Yesterday my Nextel phone suddenly started answering for me - my kid told me that I had inadvertently activated the Auto Answer feature. I didn't even know I had an Auto Answer feature . . . and of course I had no idea how to turn it off. My sleek new Motorola Razr has an instruction manual that is 101 pages. I haven't read a 101-page book in five years.
I am tired, tired, tired of products that are smarter than I am and delight in proving how inept I am. I want a whole new set of products. Products for those of us over 50 - with simple instructions, fat buttons and our own help line manned by people over 50 who will not talk in jargon.

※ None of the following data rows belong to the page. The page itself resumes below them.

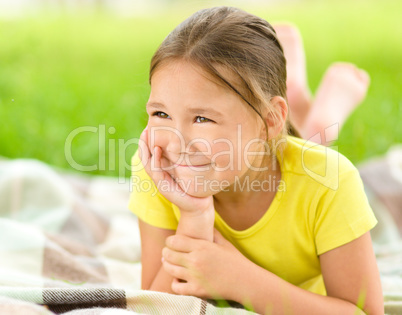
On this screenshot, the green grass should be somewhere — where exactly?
[0,1,402,176]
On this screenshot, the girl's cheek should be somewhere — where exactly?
[148,126,169,152]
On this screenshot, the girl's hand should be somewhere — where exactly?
[162,229,252,303]
[139,126,214,215]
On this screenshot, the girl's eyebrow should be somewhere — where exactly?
[146,102,224,118]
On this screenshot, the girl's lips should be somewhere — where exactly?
[174,163,210,167]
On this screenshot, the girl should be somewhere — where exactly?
[129,7,383,314]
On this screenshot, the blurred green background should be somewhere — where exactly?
[0,0,402,176]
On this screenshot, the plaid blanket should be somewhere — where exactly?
[0,149,402,315]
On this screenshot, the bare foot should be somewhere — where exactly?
[274,23,311,131]
[300,62,370,145]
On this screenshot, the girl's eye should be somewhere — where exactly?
[195,116,212,122]
[152,112,213,123]
[152,112,169,118]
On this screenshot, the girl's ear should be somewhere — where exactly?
[262,96,288,140]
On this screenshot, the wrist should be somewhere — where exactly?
[176,209,215,242]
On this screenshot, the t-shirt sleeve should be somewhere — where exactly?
[128,150,178,230]
[314,167,377,255]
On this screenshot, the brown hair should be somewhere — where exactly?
[149,6,287,152]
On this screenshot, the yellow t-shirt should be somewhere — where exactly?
[129,136,377,295]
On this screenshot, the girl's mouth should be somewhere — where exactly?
[174,163,210,167]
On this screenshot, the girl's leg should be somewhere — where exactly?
[274,24,370,145]
[300,63,370,145]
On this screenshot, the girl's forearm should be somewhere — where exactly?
[149,209,215,293]
[176,208,215,242]
[233,265,365,314]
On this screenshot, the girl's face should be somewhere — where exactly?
[146,61,264,197]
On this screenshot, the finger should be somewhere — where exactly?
[151,146,188,196]
[172,278,191,295]
[162,247,188,268]
[138,128,151,168]
[162,260,188,281]
[165,235,205,253]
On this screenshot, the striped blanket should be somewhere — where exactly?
[0,149,402,314]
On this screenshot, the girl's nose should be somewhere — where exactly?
[150,127,192,156]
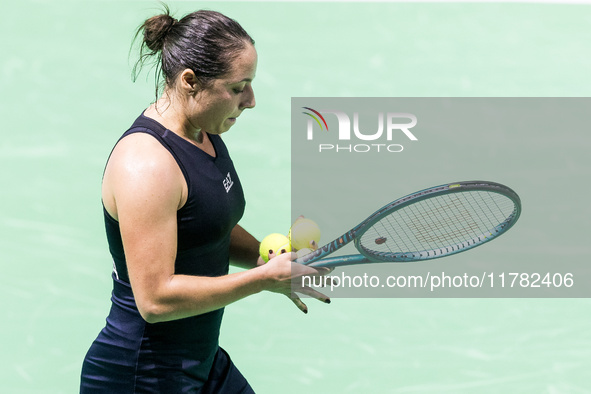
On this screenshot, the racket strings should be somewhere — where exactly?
[361,191,515,253]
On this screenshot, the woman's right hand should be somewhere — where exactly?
[260,253,332,313]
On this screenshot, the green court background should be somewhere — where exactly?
[0,1,591,393]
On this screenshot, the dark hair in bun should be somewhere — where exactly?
[132,5,254,96]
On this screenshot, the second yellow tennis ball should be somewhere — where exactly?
[259,233,291,263]
[289,218,320,250]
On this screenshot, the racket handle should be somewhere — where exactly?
[308,254,375,267]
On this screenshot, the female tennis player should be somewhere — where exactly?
[81,8,329,394]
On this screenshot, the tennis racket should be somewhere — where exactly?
[295,181,521,267]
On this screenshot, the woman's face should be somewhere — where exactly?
[187,43,257,134]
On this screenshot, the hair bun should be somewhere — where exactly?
[142,13,177,52]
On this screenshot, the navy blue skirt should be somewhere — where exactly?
[80,278,254,394]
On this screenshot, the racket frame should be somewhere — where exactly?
[295,181,521,267]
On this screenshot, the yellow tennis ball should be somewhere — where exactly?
[289,218,320,250]
[259,233,291,263]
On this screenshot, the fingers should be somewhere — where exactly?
[287,294,308,313]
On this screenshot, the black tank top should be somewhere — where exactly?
[89,114,245,393]
[104,114,245,283]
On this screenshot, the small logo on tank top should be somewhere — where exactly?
[224,172,234,193]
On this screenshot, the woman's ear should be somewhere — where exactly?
[179,68,200,96]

Damn it, technology people, we elder statesmen have all the money, we have the time. . . . Why do you continually put in features that we will not use within our (short) lifetime? When will you people realize that we are a major market unto ourselves? I want a logo on products that have been tested by the AARP, that are deemed safe for Republicans, that have Alan Alda as their spokesman.
When you put in all these features that we will never use, we feel ripped off because we are paying for functionality that serves us no earthly good. No, I am not going to record streaming video on my cell phone. No, I am not going to record my favorite 100 songs and no, I am not going to be shooting the remake of "Apocalypse Now" on my iPod nano. Just leave us alone with our dotage and some technology that actually works.
Years ago, I ran a major conference at the Taj Mahal hotel when it first opened. Donald Trump comp'd me with a beautiful room with a sunken bathtub and mirrors on the ceiling. My fantasy - except my eyes weren't good enough to see what was going on. Instruction manuals are written in four-point type so only an eagle could read them. My memory isn't so good, so I have to be retrained every morning on the features I learned yesterday that I will never use.
I have a home entertainment system so complex that I have to have the guy who installed it over every month to show me how to make it work - at $80 an hour. I have remotes for my remotes. And if someone inadvertently hits the wrong button, I am infinitely screwed, as I am 8 ½ miles out of town on a dirt road. You try and communicate with DirecTV, which seems to have its service desk on Mars. How am I supposed to know which satellite I am honed on? And stop sneering at me!